Classrooms will be ventilated between each lesson for between 10 and 15 minutes and children will have to keep to the same seat in school canteens and on buses.

Even after yesterday's announcement, two key areas - teacher-pupil ratios and whether coronavirus tests will be carried out on students - are to remain a devolved issue, with each of the 17 semi-autonomous regions deciding on their own regimes.

(Alasdair Fotheringham, The Times, 2020)

Meanwhile in the UK

Headteachers are urging ministers to produce consistent guidelines on facemasks after being censured for deciding that pupils must wear them.

The government says pupils and staff at secondary schools in lockdown areas should wear coverings, but has left it up to other headteachers to choose whether to introduce them or not.

School is Out
Elizabeth Adela Forbes (1859-1912)
Photo Credit: Penlee House Gallery & Museum [CC BY-ND]
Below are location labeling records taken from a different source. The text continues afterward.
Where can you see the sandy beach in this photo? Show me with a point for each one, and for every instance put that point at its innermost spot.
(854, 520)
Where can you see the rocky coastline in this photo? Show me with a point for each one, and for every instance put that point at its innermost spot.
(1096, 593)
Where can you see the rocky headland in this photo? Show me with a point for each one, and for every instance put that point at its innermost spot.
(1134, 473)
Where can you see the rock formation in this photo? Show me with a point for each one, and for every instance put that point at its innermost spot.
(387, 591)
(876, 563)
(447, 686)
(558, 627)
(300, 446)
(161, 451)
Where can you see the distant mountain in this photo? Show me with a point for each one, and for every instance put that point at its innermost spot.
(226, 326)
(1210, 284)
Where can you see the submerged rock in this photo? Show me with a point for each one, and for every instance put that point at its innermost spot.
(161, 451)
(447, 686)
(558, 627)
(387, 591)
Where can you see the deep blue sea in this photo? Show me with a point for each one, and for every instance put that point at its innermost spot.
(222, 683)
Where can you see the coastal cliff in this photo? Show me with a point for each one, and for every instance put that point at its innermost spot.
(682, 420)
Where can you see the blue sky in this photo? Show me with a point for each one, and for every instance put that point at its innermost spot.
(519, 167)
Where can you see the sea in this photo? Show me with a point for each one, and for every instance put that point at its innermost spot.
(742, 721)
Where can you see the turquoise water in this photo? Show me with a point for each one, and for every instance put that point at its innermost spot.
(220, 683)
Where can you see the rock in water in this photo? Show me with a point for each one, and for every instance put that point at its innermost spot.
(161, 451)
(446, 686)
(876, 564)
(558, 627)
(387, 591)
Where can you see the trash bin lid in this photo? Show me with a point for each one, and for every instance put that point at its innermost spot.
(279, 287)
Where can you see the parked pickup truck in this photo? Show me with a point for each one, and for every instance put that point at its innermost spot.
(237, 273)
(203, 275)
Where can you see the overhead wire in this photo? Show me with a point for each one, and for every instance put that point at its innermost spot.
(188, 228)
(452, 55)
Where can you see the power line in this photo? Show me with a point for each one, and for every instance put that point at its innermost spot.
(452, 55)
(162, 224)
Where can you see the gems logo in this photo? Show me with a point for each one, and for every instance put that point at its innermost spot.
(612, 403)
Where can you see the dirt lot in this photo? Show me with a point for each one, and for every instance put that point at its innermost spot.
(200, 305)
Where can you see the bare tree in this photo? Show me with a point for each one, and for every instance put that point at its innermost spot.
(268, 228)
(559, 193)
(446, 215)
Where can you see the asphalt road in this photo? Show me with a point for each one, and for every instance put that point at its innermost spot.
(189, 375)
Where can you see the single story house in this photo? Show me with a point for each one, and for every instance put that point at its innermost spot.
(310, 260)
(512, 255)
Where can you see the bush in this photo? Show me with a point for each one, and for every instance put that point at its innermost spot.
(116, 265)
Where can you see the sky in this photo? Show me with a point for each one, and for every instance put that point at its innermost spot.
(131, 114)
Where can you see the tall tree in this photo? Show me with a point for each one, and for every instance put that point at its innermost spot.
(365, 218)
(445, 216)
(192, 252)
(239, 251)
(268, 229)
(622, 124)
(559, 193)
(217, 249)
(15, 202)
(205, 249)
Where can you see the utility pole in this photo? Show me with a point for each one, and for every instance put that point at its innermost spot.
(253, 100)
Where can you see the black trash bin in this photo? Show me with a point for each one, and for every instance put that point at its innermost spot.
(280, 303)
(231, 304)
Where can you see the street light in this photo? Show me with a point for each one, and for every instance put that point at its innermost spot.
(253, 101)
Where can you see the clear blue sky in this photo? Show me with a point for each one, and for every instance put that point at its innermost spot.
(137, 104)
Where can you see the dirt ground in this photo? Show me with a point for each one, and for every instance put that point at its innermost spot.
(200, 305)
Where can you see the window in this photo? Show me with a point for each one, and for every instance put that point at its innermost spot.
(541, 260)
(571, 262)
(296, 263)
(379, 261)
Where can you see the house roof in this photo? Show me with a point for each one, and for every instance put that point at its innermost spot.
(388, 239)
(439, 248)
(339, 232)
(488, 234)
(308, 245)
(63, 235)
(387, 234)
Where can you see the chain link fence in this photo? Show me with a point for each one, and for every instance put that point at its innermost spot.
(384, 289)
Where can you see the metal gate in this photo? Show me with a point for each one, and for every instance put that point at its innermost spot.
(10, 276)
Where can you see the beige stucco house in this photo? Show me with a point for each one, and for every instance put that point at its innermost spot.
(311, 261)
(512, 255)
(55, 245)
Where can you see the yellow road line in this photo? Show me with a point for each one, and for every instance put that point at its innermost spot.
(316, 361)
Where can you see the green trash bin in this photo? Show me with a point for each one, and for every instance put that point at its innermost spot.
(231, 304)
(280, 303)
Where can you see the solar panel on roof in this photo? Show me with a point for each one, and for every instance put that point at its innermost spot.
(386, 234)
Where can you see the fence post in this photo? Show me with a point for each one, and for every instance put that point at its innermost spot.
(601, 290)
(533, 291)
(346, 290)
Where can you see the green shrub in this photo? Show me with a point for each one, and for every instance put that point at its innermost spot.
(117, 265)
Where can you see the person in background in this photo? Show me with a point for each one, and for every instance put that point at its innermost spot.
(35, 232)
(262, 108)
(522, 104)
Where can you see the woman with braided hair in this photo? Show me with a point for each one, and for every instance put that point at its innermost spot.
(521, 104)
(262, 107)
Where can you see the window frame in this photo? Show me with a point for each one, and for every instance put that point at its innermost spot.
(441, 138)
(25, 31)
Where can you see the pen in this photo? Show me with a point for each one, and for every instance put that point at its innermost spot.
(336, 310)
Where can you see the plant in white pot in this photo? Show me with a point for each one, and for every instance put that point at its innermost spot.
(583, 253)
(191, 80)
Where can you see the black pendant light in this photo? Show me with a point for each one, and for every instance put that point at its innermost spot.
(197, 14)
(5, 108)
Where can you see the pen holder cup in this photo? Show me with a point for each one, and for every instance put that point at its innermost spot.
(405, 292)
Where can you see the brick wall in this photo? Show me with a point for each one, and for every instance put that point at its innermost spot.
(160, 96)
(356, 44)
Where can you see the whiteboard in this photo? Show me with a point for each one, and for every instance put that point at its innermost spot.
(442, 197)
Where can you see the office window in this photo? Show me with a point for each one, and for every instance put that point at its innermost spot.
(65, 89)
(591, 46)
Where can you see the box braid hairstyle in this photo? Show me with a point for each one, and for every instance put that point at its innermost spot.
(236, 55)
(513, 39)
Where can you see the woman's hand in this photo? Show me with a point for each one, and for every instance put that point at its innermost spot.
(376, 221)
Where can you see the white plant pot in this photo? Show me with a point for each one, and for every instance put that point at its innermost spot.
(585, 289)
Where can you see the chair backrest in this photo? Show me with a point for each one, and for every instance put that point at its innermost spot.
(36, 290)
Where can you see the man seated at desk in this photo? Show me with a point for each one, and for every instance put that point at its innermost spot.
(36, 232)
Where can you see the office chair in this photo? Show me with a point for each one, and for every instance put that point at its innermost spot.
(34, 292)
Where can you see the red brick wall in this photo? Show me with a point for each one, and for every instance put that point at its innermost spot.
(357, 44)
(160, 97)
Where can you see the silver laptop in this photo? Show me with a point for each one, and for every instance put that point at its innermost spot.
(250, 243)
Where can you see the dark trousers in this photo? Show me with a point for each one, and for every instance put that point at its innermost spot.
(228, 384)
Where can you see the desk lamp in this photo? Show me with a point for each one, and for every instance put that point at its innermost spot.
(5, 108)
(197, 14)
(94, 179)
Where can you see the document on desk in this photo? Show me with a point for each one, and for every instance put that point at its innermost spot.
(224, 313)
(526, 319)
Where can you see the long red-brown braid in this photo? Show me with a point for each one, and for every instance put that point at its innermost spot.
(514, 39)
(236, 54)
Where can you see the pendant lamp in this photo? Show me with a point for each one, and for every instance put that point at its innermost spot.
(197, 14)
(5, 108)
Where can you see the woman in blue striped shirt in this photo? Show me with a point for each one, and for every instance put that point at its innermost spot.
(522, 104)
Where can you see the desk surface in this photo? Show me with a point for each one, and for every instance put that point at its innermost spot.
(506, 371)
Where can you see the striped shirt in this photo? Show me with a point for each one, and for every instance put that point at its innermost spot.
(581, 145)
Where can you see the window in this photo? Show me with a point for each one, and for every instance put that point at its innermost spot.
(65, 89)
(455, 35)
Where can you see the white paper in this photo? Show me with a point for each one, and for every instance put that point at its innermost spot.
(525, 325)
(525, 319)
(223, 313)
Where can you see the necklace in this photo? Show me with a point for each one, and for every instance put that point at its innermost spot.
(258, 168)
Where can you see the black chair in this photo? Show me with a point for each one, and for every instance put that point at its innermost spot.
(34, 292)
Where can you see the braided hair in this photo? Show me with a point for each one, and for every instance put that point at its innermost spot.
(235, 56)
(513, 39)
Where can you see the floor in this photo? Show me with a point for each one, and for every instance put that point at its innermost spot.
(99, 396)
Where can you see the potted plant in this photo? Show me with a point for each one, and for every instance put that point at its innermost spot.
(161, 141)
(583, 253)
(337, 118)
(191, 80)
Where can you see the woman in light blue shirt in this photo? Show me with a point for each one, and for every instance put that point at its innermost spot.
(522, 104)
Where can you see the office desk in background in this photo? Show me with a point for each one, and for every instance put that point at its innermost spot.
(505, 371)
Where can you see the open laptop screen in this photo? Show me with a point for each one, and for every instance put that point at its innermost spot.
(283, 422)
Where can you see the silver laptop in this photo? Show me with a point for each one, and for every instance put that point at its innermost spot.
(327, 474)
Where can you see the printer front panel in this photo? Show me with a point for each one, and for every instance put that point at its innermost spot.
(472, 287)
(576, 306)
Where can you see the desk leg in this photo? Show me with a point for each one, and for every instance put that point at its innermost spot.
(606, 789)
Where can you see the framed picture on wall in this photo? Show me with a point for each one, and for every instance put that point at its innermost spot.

A survey of schools by The Times has found some will insist all secondary pupils wear them in corridors and other communal areas, with one making them mandatory in the classroom.

Others say leaving the decision to schools has triggered abuse and anger from parents with tensions running high among people who favour masks and those who oppose them.

Andy Byers, the headteacher of Framwellgate School in Durham, said this week that his school would require pupils to wear facemasks.

He was abused on Twitter with messages that included mention of "happily punching the headteacher to the ground," accusing him of "emotional abuse" that should result in care proceedings, not being safe to look after children, being unfit to have responsibility for pupils, inflicting psychological damage on them, being sick, a child abuser and a disgrace to his profession.

Mr Byers wrote: "All this for a bit of cloth to make adults at school and home feel safer."

Most parents were supportive and much of the abuse came from outside the community. His deputy head wrote: "The response has been staggering both positive and negative. I continue to be shocked at the vile and bilious tweets that some individuals are capable of making."

(Nicola Woolcock, The Times, 2020)

Huge cultural differences then between the UK and Spain and indeed the rest of Europe.